TP-Link Switches going "Unavailable"

guice · February 16, 2020, 3:15am

I just want to say in recent days, my TP Link discoveries have been far more reliable. Now, occasionally would go offline. But most of the time, upon reboots, all my devices are now getting properly discovered.

I don’t if there was a bug or improvement related or not. I do know as of 1.105.2, things responded. I’m now on 1.105.4 and still as good, even with 4 newly added devices.

CaptTom · February 16, 2020, 1:03pm

I had one TPLink smart plug throw warnings 8 times in the past hour. But unless I look in the log, it doesn’t seem to matter. The data (on/off status and energy usage) appear to be mostly all there

I assume it retries and comes back quickly. For my application, “mostly” is good enough. But I think for some users this would be unacceptable.

It’s easy to blame the user or a weak WiFi signal. But other WiFi devices work fine in the area of my two smart plugs, and even they seem to work fine most of the time. I keep coming back to the idea that somehow these things simply don’t always respond to whatever HA is doing to contact them, and a retry should be considered normal, not an error condition.

guice · February 16, 2020, 4:41pm

It’s not really the wifi signal, though, but more about MIMO, how traffic communicates through your router. The Hook Up goes got a explanation on the how wifi communication works (link goes directly to the point of interest). The most IoT devices you add, the larger your “queues” become – you will need a good router, not some single-antenna ISP supplied one.

After learning this, I added a new router with multiple points, separate from my primary router, and moved almost all my IoT devices to that.

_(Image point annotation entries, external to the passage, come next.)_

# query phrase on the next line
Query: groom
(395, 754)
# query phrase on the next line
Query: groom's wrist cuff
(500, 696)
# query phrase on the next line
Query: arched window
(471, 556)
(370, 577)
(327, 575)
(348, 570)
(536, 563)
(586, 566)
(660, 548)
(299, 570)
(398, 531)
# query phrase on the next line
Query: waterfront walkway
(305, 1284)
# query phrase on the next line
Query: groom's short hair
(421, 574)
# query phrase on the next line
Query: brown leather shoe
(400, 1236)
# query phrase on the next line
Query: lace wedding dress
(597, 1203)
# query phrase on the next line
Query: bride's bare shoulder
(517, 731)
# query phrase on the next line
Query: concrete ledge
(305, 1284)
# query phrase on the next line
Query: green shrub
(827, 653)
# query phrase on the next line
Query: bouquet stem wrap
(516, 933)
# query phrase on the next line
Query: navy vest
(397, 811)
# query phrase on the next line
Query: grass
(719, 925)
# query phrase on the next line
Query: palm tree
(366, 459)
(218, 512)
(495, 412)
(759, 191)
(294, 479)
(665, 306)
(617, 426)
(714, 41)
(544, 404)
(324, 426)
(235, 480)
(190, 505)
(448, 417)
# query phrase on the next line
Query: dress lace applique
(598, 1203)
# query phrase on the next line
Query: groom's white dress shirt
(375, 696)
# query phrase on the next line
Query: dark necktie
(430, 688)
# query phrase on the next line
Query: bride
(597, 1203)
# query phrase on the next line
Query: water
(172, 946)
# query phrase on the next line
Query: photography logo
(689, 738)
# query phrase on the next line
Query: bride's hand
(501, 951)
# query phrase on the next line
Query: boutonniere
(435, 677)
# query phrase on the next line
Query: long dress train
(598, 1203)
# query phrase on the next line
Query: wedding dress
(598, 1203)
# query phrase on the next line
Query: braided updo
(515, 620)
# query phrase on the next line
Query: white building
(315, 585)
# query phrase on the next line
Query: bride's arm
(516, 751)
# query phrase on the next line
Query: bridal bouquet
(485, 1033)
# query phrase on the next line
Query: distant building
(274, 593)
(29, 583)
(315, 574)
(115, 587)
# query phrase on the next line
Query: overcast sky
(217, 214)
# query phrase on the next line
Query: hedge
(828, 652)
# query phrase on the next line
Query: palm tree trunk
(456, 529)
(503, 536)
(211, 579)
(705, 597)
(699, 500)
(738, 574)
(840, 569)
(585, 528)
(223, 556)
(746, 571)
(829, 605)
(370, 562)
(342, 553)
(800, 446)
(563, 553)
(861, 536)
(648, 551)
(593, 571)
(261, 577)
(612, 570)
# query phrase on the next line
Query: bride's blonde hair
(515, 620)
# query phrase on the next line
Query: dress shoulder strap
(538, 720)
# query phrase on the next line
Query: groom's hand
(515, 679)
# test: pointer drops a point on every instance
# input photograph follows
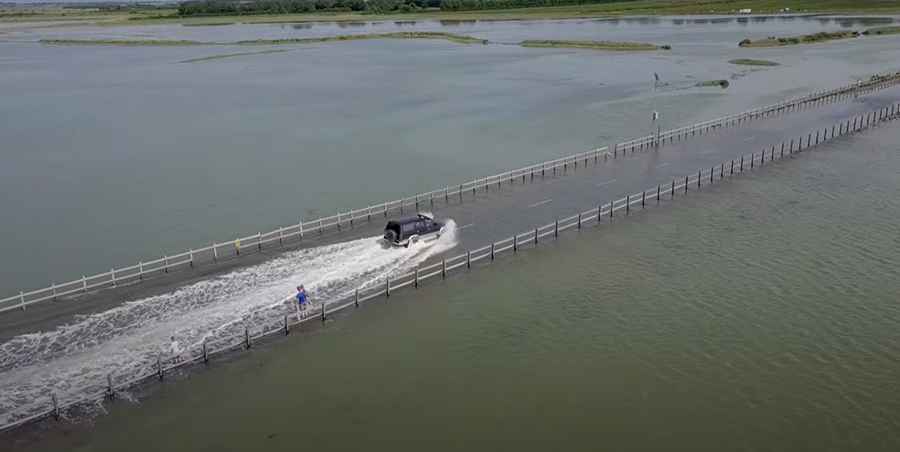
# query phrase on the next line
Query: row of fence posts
(816, 100)
(843, 128)
(789, 107)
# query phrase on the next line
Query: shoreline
(596, 11)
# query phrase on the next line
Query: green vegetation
(231, 55)
(595, 45)
(804, 39)
(460, 39)
(586, 9)
(882, 31)
(209, 24)
(752, 62)
(720, 83)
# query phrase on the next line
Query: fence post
(55, 406)
(110, 393)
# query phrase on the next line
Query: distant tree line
(238, 7)
(468, 5)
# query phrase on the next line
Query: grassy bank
(123, 42)
(638, 7)
(459, 39)
(720, 83)
(882, 31)
(752, 62)
(595, 45)
(794, 40)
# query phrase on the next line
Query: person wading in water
(301, 302)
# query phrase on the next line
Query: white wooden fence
(518, 243)
(215, 251)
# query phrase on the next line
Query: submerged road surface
(70, 348)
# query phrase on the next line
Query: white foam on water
(73, 360)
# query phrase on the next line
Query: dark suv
(411, 230)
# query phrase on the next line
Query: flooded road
(763, 311)
(752, 316)
(139, 154)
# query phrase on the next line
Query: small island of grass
(794, 40)
(720, 83)
(122, 42)
(595, 45)
(459, 39)
(752, 62)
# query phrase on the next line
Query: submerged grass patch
(231, 55)
(208, 24)
(720, 83)
(891, 30)
(794, 40)
(596, 45)
(752, 62)
(460, 39)
(122, 42)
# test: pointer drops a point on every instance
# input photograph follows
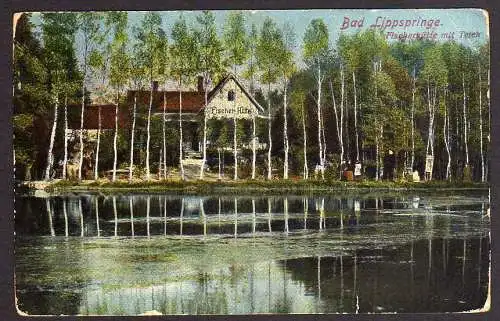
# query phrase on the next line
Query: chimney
(200, 84)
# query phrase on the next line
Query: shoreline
(246, 186)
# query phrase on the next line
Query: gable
(229, 99)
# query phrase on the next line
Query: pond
(127, 254)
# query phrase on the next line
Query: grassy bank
(252, 186)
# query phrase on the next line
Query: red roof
(91, 117)
(192, 101)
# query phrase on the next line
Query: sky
(467, 26)
(350, 20)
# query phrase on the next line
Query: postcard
(252, 162)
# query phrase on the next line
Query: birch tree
(211, 65)
(315, 53)
(119, 68)
(58, 33)
(148, 35)
(235, 43)
(287, 68)
(250, 73)
(89, 23)
(298, 97)
(267, 46)
(435, 75)
(184, 67)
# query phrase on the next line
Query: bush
(467, 174)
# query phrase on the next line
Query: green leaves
(184, 50)
(210, 47)
(315, 42)
(270, 43)
(235, 39)
(434, 70)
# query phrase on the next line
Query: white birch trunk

This wasn’t a factor for my switches (when I did it vs my last complaint post), but I do know, it’s definitely seems to have helped my Google devices continue their stream - we almost never get drops now. Before, used to be once or twice a day.

CaptTom · February 16, 2020, 8:27pm

How many is too many? I have exactly two smart plugs. I also have three smart thermostats which don’t communicate with HA, but I guess those count as IoT devices. So that’s five.

Right. The problem seems to be with the way HA handles the switches.

JOHN3 · March 2, 2020, 5:49pm

jono Bit off topic, but how did you connect an old router to your system?

jono · March 2, 2020, 6:53pm

My main router is upstairs. I plugged the other router (AirPort Extreme) in downstairs via Ethernet, then went through the software for the AirPort Extreme to extend the network (I think that’s how I did it, it was quite a while ago).

riverrunner · March 12, 2020, 2:26am

My TP-Link experience has been varied, as have most of yours. I have 6 HS-200 switches and 2 HS-105 plugs. Often one or more would go ‘not available’ while Kasa worked fine, and a re-start of HA did not help. Re-starting the switch/plug did - just a re-start, no need to re-set and reconfigure. This was with all having static DHCP addresses and HA TPLink discovery set to ‘false’.
When I tried to ‘ping’ the ‘not available’ component, the static address did not respond.
My Router and router-turned-access point are both running DD-WRT. I had been running the access point as a ‘DHCP Forwarder’. Apparently this is wrong. See DD-WRT forums here.
By going back to ‘DHCP Server’ - and then disabling it - on the access point, my TP-Link devices have all be error-free for 4 days now. And counting.
DD-WRT build r34610 on both.

CaptTom · March 12, 2020, 1:43pm

I think this is a good first troubleshooting step. It’s good to know if HA can ping the device before moving on to other steps. Obviously if it’s off line for any length of time, the focus needs to be on fixing that.

What I suspect you’ll find is that these devices do drop out briefly, even with a good network connection. It seems Kasa is OK with that, just waiting a bit and continuing on, while HA throws its hands up and declares the device unavailable.

Obviously having a rock-solid network connection is an improvement. But the real solution is to update the HA component to work more like the Kasa app.

Apparently the development on this component has gone cold and there’s no interest in making this update.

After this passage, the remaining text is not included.